LLVM Discussion Forums

[RFC] OpenACC dialect

We would like to propose an OpenACC[1] dialect to be added to MLIR in a simlar
way than the OpenMP dialect[2] has been added.
The overall goal is to have a dialect that is front-end agnostic and that
represent the capabilities of the OpenACC 3.0 standard and follow with potential
new versions.

OpenACC is very important for scientific applications running on big supercomputers.
About 25% of applications running on the Summit supercomputer (#1 in top500) are using
OpenACC.

The dialect would ultimatly support variety of underlying dialects and
loops representation such as loop.for, loop.parallel, affine.for in
the dialect region.

The operations of the dialect would represents the different constructs found in
the standard. A parallel construct would be represented by an acc.parallel
operation and a loop construct would be a acc.loop operation. Some
construct could be direct call to runtime library (data movement, allocation …)

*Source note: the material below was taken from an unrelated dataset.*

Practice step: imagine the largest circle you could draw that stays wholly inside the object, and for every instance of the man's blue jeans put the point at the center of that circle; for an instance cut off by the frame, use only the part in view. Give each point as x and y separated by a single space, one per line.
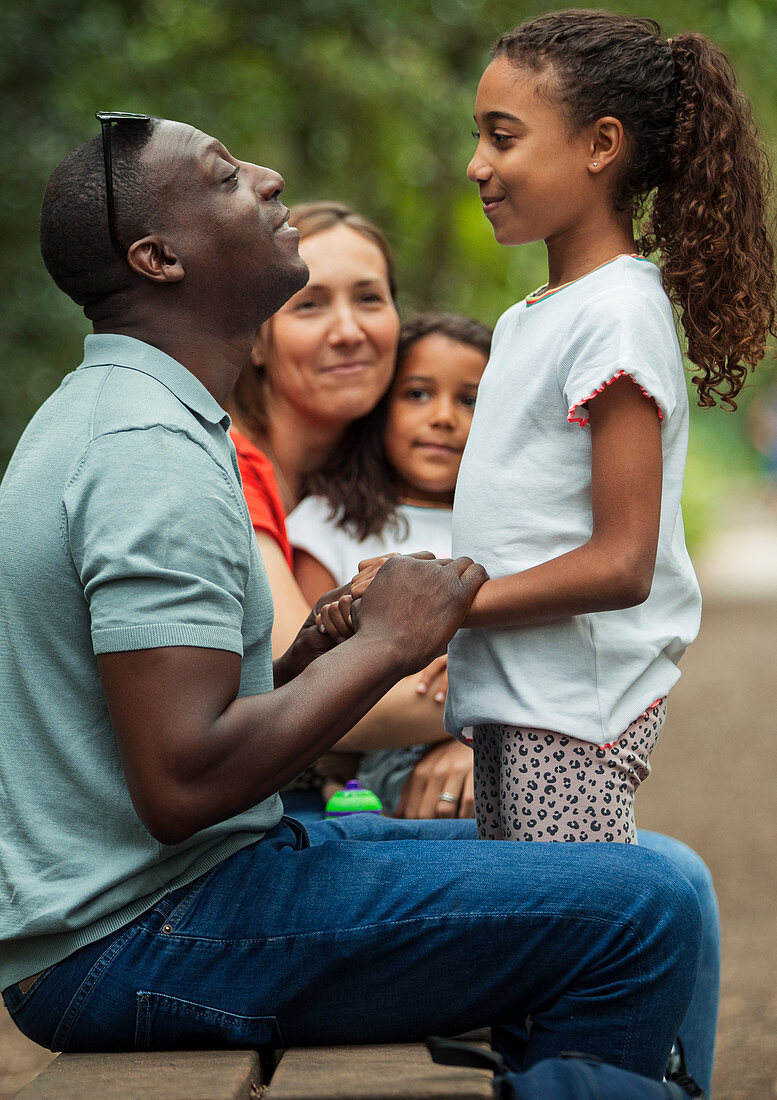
349 941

The acc.parallel operation imply that its region must be offloaded to an
accelerator. The mapping of the region to the accelerator follows the standard.
One worker per gang execute the region. The number of gang and workers
can be specified or determined be the lowering process. The num_gangs(X)
and num_workers(X) can be added to the operation to specify those numbers.
This will for example drive the number of workgroup/worker if the operation
is lowered to the GPU dialect.

The acc.loop operation specifies the mapping of the loop(s) within its region to
the available workers. Several mapping can be specified to the operation.
Common mapping can be: gang, gang vector, vector … Nested loops can be
collapse with a collapse(X) added to the operation.

Unlike the OpenMP dialect, we are not targeting the OpenMP builder. We are
targeting a lowering to the GPU dialect as an initial step.
So a simple lowering from OpenACC to GPU dialects could be done as shown below.

func @compute(%x: memref<1024xf32>, %y: memref<1024xf32>,
  %n: index, %a: f32) -> memref<1024xf32> {
  %c0 = constant 0 : index
  %c1 = constant 1 : index

  %c0 = constant 0 : index
  %c1 = constant 1 : index

  acc.parallel num_gangs(8) num_workers(128) {
    acc.loop gang vector {
      loop.for %arg0 = %c0 to %n step %c1 {
        %xi = load %x[%arg0] : memref<1024xf32>
        %yi = load %y[%arg0] : memref<1024xf32>
        %ax = mulf %a, %xi : f32
        %yy = addf %ax, %yi : f32
        store %yy, %y[%arg0] : memref<1024xf32>
      }
    }
  }
 return %y : memref<1024xf32>
} 

Once lowered it could look like this.

func @compute(%arg0: memref<1024xf32>, %arg1: memref<1024xf32>, %arg2: index, %arg3: f32) -> memref<1024xf32> {
  %c0 = constant 0 : index
  %c1 = constant 1 : index
  %c1_0 = constant 1 : index
  %c8 = constant 8 : index
  %c128 = constant 128 : index
  gpu.launch blocks(%arg4, %arg5, %arg6) in (%arg10 = %c8, %arg11 = %c1_0, %arg12 = %c1_0) threads(%arg7, %arg8, %arg9) in (%arg13 = %c128, %arg14 = %c1_0, %arg15 = %c1_0) {
    %0 = muli %arg4, %arg13 : index
    %1 = addi %0, %arg7 : index
    %2 = muli %arg10, %arg13 : index
    loop.for %arg16 = %1 to %arg2 step %2 {
      %3 = load %arg0[%arg16] : memref<1024xf32>
      %4 = load %arg1[%arg16] : memref<1024xf32>
      %5 = mulf %arg3, %3 : f32
      %6 = addf %5, %4 : f32
      store %6, %arg1[%arg16] : memref<1024xf32>
    }
    gpu.terminator
  }
  return %arg1 : memref<1024xf32>
}

The gang and vector information defined how the loop inside the region is
mapped to the workgroups/workers available.

For example, if the loop operation is only mapped with gang acc.loop gang {,
it will distribute the iterations of the associated loops among the workgroups only.

The first intent is to use this dialect from f18/flang. It might as well be
used by any frontend targeting MLIR. We have started work on the parsing/sema
and are looking into the lowering to MLIR when f18 will include the first bit of fir/mlir
in the master.

Obviously, the dialect is meant to represent the full capabilities of the
OpenACC standard and more operations will come as we designed them.
acc.parallel and acc.loop are good starting point since they are
representing the most used construct in OpenACC.

As we go, there will probably be some overlap between an OpenACC and the offload
part of the OpenMP dialect. If it make sense, there can share common lowering.

References

[1] https://www.openacc.org

[2] RFC: OpenMP dialect in MLIR